Why Do Unlearnable Examples Work: A Novel Perspective of Mutual Information
Yifan Zhu 1,2, Yibo Miao 1,2, Yinpeng Dong 3,4, Xiao-Shan Gao 1,2
Published on arXiv
2603.03725
Data Poisoning Attack
OWASP ML Top 10 — ML02
Key Finding
MI-UE significantly outperforms prior unlearnable example methods in preventing unauthorized model generalization, remaining effective even under known defense mechanisms
MI-UE (Mutual Information Unlearnable Examples)
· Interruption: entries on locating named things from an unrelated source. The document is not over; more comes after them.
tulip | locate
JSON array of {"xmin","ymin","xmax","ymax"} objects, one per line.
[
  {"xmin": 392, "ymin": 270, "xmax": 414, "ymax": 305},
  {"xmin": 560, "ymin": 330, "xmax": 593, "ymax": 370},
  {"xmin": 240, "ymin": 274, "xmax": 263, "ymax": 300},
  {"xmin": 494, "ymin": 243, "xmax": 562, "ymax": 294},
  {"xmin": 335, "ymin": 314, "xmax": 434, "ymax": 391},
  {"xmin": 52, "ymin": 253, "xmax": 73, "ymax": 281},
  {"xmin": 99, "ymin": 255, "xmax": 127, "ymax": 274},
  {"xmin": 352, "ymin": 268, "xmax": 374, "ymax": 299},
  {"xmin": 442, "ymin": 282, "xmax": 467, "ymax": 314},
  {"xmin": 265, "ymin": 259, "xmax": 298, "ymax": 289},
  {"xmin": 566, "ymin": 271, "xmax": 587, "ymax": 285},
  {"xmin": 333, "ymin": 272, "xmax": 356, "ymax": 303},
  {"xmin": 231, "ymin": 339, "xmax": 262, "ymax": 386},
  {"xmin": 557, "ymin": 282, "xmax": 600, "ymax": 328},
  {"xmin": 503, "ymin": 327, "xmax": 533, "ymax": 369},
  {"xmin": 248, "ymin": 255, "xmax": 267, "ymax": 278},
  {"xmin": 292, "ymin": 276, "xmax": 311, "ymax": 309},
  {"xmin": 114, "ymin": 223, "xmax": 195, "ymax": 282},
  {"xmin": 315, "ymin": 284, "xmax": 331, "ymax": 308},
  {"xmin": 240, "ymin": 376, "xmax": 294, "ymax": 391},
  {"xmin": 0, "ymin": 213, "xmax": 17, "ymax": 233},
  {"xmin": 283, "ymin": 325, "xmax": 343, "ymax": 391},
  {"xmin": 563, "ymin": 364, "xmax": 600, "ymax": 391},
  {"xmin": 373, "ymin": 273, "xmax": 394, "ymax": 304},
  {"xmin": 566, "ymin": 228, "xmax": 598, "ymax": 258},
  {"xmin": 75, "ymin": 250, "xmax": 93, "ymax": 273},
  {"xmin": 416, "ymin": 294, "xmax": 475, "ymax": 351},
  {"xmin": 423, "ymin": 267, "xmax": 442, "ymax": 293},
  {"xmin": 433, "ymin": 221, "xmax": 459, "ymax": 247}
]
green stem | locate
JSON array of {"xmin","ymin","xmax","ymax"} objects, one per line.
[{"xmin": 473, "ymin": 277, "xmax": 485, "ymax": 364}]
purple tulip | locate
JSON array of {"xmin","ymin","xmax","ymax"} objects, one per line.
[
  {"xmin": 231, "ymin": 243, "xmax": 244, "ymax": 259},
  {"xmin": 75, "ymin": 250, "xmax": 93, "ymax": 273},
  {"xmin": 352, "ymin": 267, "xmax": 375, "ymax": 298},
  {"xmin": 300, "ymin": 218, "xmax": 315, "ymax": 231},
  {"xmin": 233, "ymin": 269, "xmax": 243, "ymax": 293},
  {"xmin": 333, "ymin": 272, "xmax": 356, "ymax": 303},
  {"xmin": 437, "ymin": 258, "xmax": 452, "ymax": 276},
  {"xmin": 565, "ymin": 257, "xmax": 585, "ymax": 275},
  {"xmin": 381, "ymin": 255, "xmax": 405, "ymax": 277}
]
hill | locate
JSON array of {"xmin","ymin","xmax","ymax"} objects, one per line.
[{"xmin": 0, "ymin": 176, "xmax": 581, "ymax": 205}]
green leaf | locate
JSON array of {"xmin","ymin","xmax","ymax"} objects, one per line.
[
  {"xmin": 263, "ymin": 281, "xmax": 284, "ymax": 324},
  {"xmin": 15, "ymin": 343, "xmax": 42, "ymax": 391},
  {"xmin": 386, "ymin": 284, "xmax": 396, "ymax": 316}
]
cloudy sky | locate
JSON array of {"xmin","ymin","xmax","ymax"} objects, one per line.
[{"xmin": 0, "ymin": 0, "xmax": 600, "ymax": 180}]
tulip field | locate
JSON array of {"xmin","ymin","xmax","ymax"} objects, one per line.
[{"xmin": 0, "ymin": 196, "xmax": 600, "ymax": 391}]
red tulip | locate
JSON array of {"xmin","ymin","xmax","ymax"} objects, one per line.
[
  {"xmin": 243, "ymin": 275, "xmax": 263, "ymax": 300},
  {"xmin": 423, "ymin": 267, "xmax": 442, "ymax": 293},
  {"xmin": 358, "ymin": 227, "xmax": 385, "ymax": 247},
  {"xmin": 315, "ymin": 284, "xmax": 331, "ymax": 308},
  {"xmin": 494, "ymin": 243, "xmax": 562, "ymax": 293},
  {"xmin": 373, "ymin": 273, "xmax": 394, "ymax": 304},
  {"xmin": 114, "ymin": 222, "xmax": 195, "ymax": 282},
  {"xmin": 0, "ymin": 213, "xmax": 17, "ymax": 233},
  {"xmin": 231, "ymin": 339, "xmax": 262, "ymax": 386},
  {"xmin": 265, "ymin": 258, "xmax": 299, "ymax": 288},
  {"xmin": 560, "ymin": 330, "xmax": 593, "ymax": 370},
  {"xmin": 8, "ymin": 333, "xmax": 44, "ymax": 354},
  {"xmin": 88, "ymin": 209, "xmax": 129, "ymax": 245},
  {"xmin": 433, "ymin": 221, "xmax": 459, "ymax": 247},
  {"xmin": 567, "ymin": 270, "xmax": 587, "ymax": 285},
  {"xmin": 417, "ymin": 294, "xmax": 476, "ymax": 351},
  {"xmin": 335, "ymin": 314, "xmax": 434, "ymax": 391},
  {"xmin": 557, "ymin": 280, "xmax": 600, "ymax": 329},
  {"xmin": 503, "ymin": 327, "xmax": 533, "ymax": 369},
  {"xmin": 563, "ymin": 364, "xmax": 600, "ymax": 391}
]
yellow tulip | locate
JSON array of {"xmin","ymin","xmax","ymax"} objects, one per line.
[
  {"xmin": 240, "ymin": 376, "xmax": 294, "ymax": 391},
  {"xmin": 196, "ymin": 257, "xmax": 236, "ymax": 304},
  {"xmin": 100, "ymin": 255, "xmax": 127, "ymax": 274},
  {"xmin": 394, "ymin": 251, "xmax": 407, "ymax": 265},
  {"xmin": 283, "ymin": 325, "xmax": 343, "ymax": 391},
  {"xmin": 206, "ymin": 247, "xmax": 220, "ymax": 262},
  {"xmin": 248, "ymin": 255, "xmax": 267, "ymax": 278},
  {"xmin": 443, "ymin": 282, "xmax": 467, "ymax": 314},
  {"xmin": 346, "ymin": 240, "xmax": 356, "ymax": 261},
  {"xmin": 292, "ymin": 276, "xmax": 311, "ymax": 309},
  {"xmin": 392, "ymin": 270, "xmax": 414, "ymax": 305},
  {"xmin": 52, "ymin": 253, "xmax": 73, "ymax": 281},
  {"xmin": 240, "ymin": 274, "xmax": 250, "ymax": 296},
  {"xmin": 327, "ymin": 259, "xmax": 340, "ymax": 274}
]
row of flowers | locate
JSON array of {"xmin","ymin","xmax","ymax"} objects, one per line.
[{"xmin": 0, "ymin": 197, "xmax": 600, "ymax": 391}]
Novel technique introduced
The volume of freely scraped data on the Internet has driven the tremendous success of deep learning. Along with this comes the growing concern about data privacy and security. Numerous methods for generating unlearnable examples have been proposed to prevent data from being illicitly learned by unauthorized deep models by impeding generalization. However, the existing approaches primarily rely on empirical heuristics, making it challenging to enhance unlearnable examples with solid explanations. In this paper, we analyze and improve unlearnable examples from a novel perspective: mutual information reduction. We demonstrate that effective unlearnable examples always decrease mutual information between clean features and poisoned features, and when the network gets deeper, the unlearnability goes better together with lower mutual information. Further, we prove from a covariance reduction perspective that minimizing the conditional covariance of intra-class poisoned features reduces the mutual information between distributions. Based on the theoretical results, we propose a novel unlearnable method called Mutual Information Unlearnable Examples (MI-UE) that reduces covariance by maximizing the cosine similarity among intra-class features, thus impeding the generalization effectively. Extensive experiments demonstrate that our approach significantly outperforms the previous methods, even under defense mechanisms.
Key Contributions
- Theoretical framework showing that effective unlearnable examples reduce mutual information between clean and poisoned feature distributions, with mutual information as an upper bound on generalization error
- Covariance reduction proof demonstrating that minimizing conditional covariance of intra-class poisoned features reduces mutual information between distributions
- MI-UE method that maximizes cosine similarity among intra-class features to minimize covariance and impede generalization, outperforming prior methods even under defenses
🛡️ Threat Analysis
MI-UE crafts imperceptible perturbations added to training data to degrade generalization of any unauthorized model trained on it — this is defensive availability poisoning, directly within the data poisoning threat model.